「マイクロソフトは終わった」 シリコンバレー先駆者

【ニューヨーク=福山万里子】 「アントレプレナーの教科書」の著者で、シリコンバレーの先駆者と言われるスティーブ・ブランク氏は20日、米国で人気のビジネスニュースサイト「Business Insider」の独占インタビューで、昨日のリンクトイン上場を「間違いなくバブルだ」と宣言、歓迎する一方で、「マイクロソフトは、すでに生きた屍」と切り捨てた。

スタンフォード大やカリフォルニア大学バークレー校で、ビジネスと研究を繋げるユニークなスタートアップ論を教えるブランク氏は、1970年代から90年代にかけて、自身も半導体やビデオゲームなど8社のスタートアップを立ち上げてきた、まさにシリコンバレーの生き字引。

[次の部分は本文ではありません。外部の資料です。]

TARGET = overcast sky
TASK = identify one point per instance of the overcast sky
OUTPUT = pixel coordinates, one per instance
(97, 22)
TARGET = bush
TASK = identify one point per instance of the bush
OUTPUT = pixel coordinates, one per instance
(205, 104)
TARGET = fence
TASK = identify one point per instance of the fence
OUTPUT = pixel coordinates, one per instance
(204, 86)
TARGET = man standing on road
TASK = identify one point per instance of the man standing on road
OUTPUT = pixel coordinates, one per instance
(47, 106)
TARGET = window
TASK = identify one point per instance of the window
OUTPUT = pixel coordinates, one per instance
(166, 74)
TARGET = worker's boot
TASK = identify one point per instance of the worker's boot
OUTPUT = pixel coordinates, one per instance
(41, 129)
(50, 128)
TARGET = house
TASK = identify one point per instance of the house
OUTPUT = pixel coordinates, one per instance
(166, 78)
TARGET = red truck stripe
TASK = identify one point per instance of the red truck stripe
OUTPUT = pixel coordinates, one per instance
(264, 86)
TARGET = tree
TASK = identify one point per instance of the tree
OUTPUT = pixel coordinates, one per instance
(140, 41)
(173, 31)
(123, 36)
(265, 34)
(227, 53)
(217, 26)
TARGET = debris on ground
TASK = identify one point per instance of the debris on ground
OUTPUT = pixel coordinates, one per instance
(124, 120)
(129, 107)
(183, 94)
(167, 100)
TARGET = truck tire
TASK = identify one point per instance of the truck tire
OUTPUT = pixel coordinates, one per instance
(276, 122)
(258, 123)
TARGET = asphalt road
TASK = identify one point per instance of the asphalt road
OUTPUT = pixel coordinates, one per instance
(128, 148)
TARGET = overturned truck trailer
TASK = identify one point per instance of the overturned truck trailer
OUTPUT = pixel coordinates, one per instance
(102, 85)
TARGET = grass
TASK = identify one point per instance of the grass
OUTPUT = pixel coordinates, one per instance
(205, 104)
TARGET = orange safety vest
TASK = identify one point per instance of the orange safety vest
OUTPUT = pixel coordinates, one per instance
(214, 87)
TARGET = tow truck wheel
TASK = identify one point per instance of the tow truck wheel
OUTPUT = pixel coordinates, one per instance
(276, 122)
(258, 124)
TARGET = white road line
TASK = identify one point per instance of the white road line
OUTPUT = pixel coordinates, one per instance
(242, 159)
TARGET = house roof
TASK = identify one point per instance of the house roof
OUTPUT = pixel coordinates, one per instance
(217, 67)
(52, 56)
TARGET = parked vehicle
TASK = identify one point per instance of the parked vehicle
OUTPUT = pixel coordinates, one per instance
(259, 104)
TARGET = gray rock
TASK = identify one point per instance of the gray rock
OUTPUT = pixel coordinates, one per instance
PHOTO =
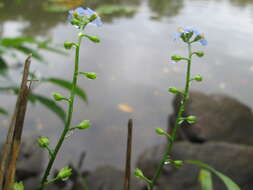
(220, 118)
(232, 160)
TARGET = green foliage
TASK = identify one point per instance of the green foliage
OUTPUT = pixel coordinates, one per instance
(205, 179)
(3, 111)
(226, 180)
(18, 186)
(3, 66)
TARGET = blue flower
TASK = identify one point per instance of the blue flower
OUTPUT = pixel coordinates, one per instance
(85, 12)
(191, 29)
(182, 33)
(203, 41)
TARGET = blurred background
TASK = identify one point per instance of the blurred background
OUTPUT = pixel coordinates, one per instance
(133, 66)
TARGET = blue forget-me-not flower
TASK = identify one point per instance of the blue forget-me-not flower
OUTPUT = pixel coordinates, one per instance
(183, 32)
(85, 12)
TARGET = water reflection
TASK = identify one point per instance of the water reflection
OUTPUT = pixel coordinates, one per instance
(36, 20)
(242, 3)
(41, 16)
(132, 63)
(166, 7)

ネットバブルの再来と騒がれるリンクトインの鳴り物入りIPOは、「1995年8月のネットスケープIPOと、その後4年間のバブルをほうふつさせる」としながらも、「今のベンチャーキャピタルは、当時のバブルを経験しているので、どうすれば本物の利益を得る優良企業を育てられるかわかっている」、という。

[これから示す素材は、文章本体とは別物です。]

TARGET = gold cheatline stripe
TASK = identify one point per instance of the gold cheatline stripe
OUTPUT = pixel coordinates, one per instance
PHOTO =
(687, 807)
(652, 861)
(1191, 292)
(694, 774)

「今回のバブル(bubble)は単なる誇張じゃなくて、前回の(バブルがはじけた後の)がれき(rubble)の上に成り立っている」、とも。

ただし、「シリコンバレーを作り上げたのは、単なる頭のいい科学者や起業家だけでなく、莫大な利益を追求し、リスクを顧みない『クレージーな』投資家たちが支えた」、という別の側面の指摘も忘れなかった。

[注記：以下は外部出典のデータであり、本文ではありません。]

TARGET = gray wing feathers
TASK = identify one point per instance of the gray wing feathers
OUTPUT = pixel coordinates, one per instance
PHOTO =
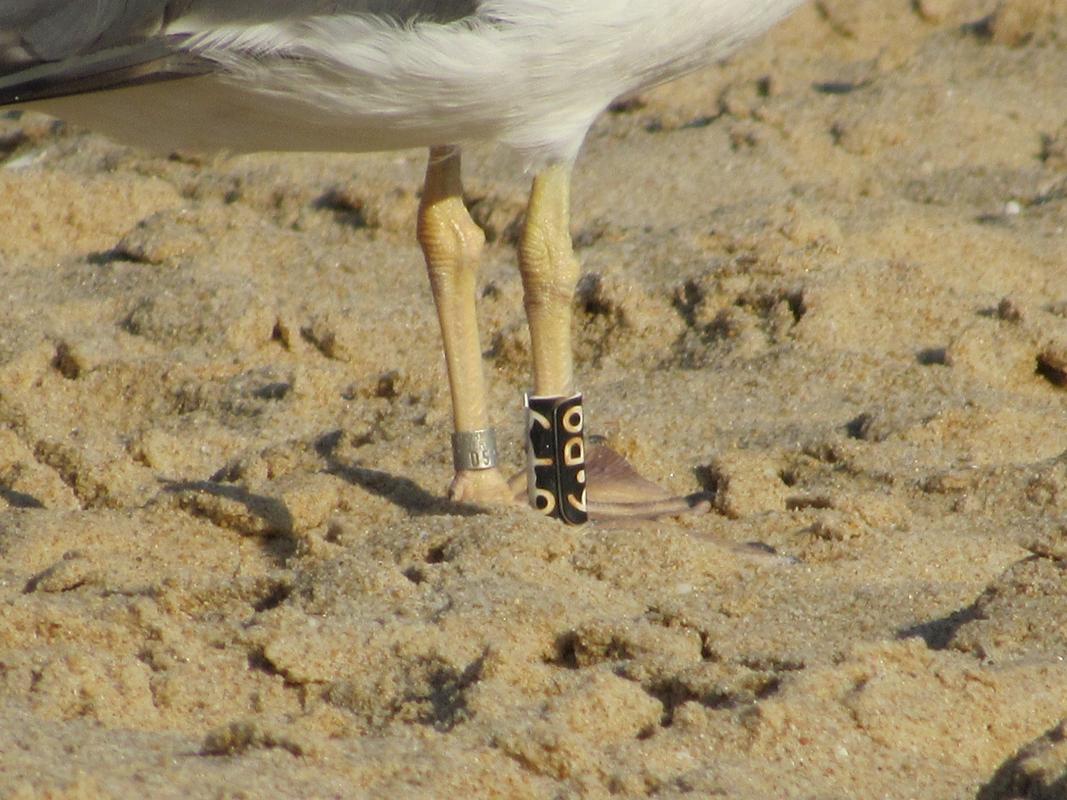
(50, 30)
(49, 48)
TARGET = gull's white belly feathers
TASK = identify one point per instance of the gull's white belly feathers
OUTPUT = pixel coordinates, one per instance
(531, 74)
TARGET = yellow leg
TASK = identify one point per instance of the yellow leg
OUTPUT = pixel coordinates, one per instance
(550, 273)
(452, 243)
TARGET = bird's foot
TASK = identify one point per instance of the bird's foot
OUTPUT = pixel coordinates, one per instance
(618, 494)
(480, 488)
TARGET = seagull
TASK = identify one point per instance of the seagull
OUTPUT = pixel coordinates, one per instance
(380, 75)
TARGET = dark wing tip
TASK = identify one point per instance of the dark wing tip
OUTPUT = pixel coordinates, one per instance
(145, 62)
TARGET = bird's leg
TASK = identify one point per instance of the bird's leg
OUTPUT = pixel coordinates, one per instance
(452, 243)
(555, 421)
(557, 467)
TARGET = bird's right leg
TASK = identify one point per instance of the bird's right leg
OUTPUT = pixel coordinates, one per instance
(452, 243)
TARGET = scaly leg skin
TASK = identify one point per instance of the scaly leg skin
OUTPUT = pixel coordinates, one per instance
(452, 243)
(550, 273)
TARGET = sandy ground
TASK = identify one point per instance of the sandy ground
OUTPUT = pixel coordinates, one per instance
(825, 282)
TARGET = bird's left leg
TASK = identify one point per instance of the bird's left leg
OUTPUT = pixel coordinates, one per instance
(558, 468)
(452, 243)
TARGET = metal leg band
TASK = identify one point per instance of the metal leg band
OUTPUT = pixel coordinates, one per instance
(474, 449)
(556, 457)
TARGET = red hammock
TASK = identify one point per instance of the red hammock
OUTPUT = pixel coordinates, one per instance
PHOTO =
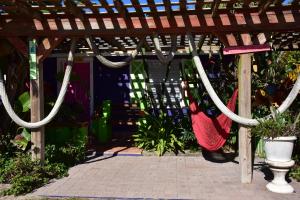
(211, 133)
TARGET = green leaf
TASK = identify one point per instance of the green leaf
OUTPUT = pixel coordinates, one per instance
(25, 133)
(24, 99)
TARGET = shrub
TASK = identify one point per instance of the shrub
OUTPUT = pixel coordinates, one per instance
(281, 124)
(159, 134)
(69, 154)
(25, 175)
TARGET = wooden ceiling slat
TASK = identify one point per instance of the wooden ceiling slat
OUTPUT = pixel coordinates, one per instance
(154, 14)
(235, 22)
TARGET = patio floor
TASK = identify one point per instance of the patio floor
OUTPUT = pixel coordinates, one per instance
(168, 177)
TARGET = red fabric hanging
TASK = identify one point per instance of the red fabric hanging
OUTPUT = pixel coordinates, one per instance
(211, 133)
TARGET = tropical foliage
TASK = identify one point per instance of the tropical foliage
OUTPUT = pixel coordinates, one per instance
(281, 124)
(159, 134)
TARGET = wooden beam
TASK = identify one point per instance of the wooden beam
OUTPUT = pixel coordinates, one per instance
(246, 49)
(37, 112)
(244, 83)
(46, 47)
(19, 44)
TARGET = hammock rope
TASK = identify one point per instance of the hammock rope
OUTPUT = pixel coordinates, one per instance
(58, 103)
(241, 120)
(165, 59)
(112, 64)
(211, 133)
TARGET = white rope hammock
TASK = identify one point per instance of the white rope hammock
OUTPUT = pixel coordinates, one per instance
(55, 109)
(242, 120)
(165, 59)
(112, 64)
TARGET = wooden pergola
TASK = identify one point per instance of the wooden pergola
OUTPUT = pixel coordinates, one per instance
(231, 26)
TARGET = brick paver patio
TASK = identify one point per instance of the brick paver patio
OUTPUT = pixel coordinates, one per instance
(167, 177)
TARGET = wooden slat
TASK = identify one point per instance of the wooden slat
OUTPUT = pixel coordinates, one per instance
(46, 47)
(246, 49)
(244, 97)
(20, 45)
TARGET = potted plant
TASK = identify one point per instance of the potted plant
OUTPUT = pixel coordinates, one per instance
(279, 133)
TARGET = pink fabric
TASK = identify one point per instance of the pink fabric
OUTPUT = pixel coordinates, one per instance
(211, 133)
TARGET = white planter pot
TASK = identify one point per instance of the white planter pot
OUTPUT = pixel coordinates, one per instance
(279, 149)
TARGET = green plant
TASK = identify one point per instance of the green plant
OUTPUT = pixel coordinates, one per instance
(186, 135)
(159, 134)
(280, 124)
(68, 154)
(22, 140)
(25, 175)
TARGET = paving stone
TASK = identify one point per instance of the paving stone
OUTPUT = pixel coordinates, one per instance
(168, 177)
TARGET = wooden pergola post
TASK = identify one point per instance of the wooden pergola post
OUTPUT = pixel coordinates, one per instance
(244, 82)
(37, 107)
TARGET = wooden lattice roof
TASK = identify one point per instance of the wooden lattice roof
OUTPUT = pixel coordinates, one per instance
(118, 25)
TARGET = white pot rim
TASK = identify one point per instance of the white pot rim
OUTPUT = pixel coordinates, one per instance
(282, 138)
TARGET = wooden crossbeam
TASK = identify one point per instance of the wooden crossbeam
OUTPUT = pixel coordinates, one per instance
(20, 45)
(246, 49)
(264, 6)
(46, 47)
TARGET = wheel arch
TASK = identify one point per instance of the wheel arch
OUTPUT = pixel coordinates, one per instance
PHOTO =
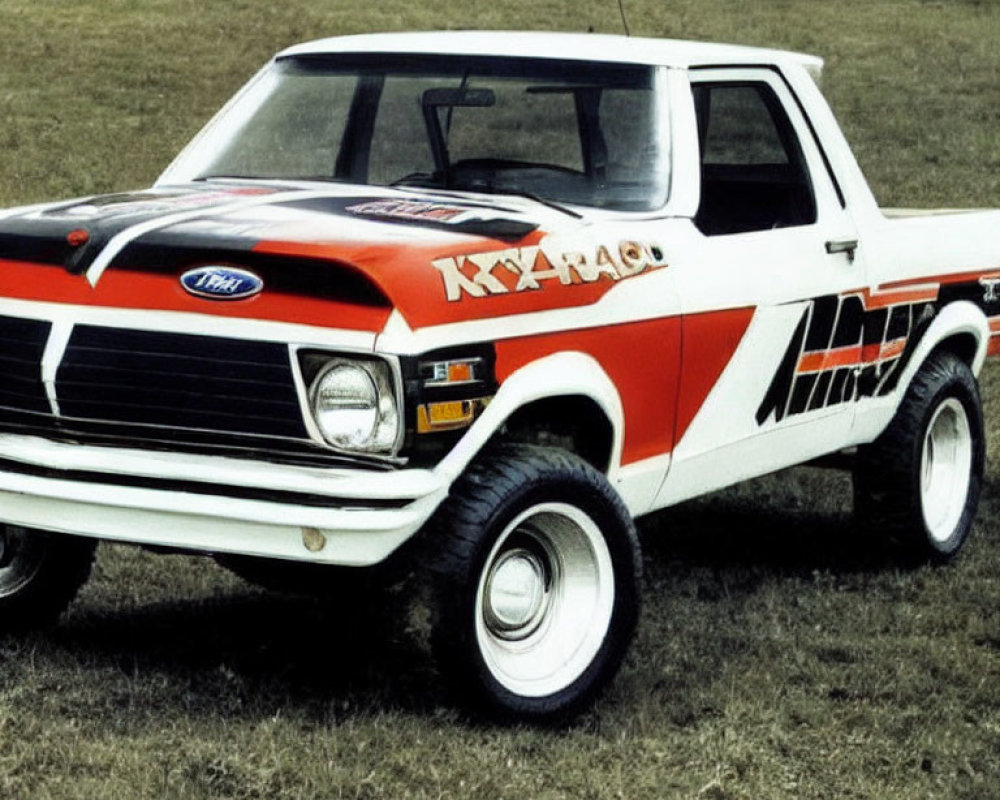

一時の勢いがなくなっているマイクロソフトに関しては、「生きた屍」、「テクノロジービジネス界のお決まりのジョークと化している」、と辛らつだが、「(提携を発表した)ノキアCEOのスティーブン・エロップが、マイクロソフトの新CEOになれば話は別だ」と語っている。同氏によると、マイクロソフトの停滞の原因は、創業者ビル・ゲイツの影響が未だに強すぎることが、刻々と変化する競争社会に対応できないため、という。